True human orthologs?

neokao · December 18, 2008, 6:09pm

Could we trust the Best BLASTP matches in wormbase?
How was that done?

For example:

This is one of the genes I am interested.

NCBI BlastP -nr

The first H. sapiens hit:
Score = 145 bits (366), Expect = 3e-33, Method: Compositional matrix adjust.
Identities = 89/258 (34%), Positives = 143/258 (55%), Gaps = 7/258 (2%)

Wormbase:
H. sapiens best blastp
BLAST E-value : 2.3e-38 % Length: 92.7%

The results are pretty different.

What is the best way to find the true human orthologs to verify the C. elegans genes (say 200 genes) function in human cells?

Thanks a lot.

wrmbase_ant · December 19, 2008, 9:27am

Hi,
As far as I am aware there is nothing wrong with the blastp results but if you let us know what gene it is you’re looking at I could check it out and make sure.
One difference is that we use wublast rather than NCBI blast, whether that would cause the difference you’re seeing I don’t know.

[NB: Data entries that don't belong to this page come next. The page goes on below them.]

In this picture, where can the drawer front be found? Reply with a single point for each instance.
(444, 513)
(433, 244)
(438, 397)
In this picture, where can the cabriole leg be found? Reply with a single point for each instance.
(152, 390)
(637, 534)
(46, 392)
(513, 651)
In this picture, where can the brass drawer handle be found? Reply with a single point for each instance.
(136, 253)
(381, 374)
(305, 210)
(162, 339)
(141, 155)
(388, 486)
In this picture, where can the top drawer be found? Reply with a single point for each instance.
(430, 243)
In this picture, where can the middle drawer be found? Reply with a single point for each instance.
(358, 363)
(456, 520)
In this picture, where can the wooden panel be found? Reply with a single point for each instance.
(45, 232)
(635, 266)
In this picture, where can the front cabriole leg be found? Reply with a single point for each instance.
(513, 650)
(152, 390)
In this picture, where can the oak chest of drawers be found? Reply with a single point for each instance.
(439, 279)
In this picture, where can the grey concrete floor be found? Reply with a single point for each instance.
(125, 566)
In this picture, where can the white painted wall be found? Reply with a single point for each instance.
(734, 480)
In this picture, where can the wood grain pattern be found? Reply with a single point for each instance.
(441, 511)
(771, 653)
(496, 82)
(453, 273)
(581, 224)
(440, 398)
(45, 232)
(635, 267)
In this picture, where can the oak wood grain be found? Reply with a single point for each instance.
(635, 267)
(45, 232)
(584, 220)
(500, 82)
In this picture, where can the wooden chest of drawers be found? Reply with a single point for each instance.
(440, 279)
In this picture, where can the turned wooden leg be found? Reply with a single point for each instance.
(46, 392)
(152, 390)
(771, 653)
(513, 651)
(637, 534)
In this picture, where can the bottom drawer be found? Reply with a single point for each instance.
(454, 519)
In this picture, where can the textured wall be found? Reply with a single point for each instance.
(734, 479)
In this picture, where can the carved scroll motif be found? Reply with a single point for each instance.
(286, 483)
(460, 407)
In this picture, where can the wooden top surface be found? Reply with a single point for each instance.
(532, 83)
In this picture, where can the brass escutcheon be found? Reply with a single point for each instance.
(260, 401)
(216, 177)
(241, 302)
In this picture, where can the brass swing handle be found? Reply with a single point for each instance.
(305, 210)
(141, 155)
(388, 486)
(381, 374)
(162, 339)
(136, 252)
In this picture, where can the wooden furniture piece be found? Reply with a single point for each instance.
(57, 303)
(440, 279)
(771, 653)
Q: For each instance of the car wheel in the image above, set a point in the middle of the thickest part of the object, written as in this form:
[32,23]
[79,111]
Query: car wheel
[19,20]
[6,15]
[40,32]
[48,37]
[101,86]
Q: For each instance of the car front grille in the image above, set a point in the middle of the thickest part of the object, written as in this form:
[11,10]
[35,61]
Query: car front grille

As for determining the human ortholog of these genes there is a section in the WormBase wiki http://www.wormbase.org/wiki/index.php/FAQs#About_Orthologs_and_Homologs discussing this.

Ant

mh6 · December 19, 2008, 3:20pm

just to add my 2pence:

the reason why the p-value from NCBI blast is different from the e-value from the WormBase blastp is
a.) the search space influences the scoring, and the ncbi-nr is a lot bigger than the human-ipi blast database we use
b.) one is an e-value, one is a p-value which makes a bit of difference when the value is quite bad
there were actually a couple of papers and books written about it.
c.) the blast results represent homology and not necessary orthology

then about the orthologs:
blast searches are unidirectonal homologies, meaning the reverse search does not need to come up with the same results.
A lot of groups developed algorithms to still use blast (like) methods for seeding orthology clusters, but they post-process that heavily (look at Inparanoid, OrthoMCL, TreeFam, Compara, OMA,…).
We have cooperation with most orthology groups, so you can usually find our frozen releases in their datasets. In addition we reimport some of their results back into wormbase (try the other orthologs link on the gene pages).

Just dig through some orthology papers, they tend to explain it quite nicely.